Le principe évangélique des fruits demeure donc pleinement valable. Mais il suppose d'abord de déterminer avec certitude quel est l'objet du jugement. Il ne peut être utilisé pour mettre en cause ce que la foi catholique tient pour certain ; il doit être mis en œuvre dans ce cadre. Toute la suite de cette étude consistera donc à examiner les textes conciliaires eux-mêmes à la lumière de l'interprétation authentique donnée par le Magistère, afin de montrer comment ils doivent être compris dans la continuité de la Tradition de l'Église et de déterminer si les difficultés historiques procèdent de leur sens authentique ou des interprétations et des applications qui en ont été faites.

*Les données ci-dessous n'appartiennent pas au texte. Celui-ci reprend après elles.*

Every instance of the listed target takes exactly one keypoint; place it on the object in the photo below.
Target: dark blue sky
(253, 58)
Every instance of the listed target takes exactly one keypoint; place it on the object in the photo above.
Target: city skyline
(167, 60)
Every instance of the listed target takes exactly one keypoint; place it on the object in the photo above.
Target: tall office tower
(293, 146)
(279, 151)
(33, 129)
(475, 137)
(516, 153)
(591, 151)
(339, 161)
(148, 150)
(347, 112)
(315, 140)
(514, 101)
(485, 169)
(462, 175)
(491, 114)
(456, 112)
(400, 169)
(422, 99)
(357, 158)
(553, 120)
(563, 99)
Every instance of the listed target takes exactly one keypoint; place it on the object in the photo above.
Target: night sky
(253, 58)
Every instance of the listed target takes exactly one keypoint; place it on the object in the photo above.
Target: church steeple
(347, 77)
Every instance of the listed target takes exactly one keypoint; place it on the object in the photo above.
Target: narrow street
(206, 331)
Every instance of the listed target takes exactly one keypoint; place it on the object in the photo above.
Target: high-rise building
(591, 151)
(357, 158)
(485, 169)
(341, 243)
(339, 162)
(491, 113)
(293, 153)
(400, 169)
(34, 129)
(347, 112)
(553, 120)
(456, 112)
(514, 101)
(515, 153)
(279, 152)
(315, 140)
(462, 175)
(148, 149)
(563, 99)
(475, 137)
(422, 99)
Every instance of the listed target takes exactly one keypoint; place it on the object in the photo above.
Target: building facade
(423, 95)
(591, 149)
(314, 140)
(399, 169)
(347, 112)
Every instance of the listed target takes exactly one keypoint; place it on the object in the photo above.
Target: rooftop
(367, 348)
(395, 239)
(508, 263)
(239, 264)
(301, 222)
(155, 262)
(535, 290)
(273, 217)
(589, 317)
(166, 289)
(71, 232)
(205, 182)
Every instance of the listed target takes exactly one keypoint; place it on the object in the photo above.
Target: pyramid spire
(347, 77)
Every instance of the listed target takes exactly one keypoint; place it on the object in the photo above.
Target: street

Réponse à la quatrième objection
L'objection confond l'interprétation historique d'un enseignement avec son interprétation authentique.
Il est vrai que de nombreux théologiens, évêques et responsables ecclésiastiques ont compris ou présenté Vatican II selon une perspective de rupture avec le passé. Ce fait historique ne peut être ignoré. Toutefois, la diffusion d'une interprétation, même largement répandue, ne lui confère pas pour autant l'autorité du Magistère.
L'histoire de l'Église montre d'ailleurs que la réception d'un enseignement magistériel peut être lente, incomplète ou diverse. Qu'une interprétation soit majoritaire à une époque ne prouve donc pas qu'elle exprime fidèlement le sens authentique du Magistère.
Le pontificat de Benoît XVI en fournit une illustration. En proposant l'herméneutique de la réforme dans la continuité de l'unique sujet-Église comme règle d'interprétation de Vatican II, il a exercé son Magistère authentique. Pourtant, cette règle n'a pas toujours été reçue, comprise ou appliquée avec la même fidélité dans l'ensemble de l'Église. Ce constat historique montre précisément que la réception effective d'un enseignement ne se confond pas avec son autorité.
La norme ultime n'est donc ni le nombre des interprètes, ni le consensus d'une époque, ni même la pratique la plus répandue, mais le Magistère vivant de l'Église, seul compétent pour déterminer le sens authentique de ses propres actes.
Le Magistère n'est pas seulement gardien du dépôt révélé ; il est aussi l'interprète authentique de ses propres actes.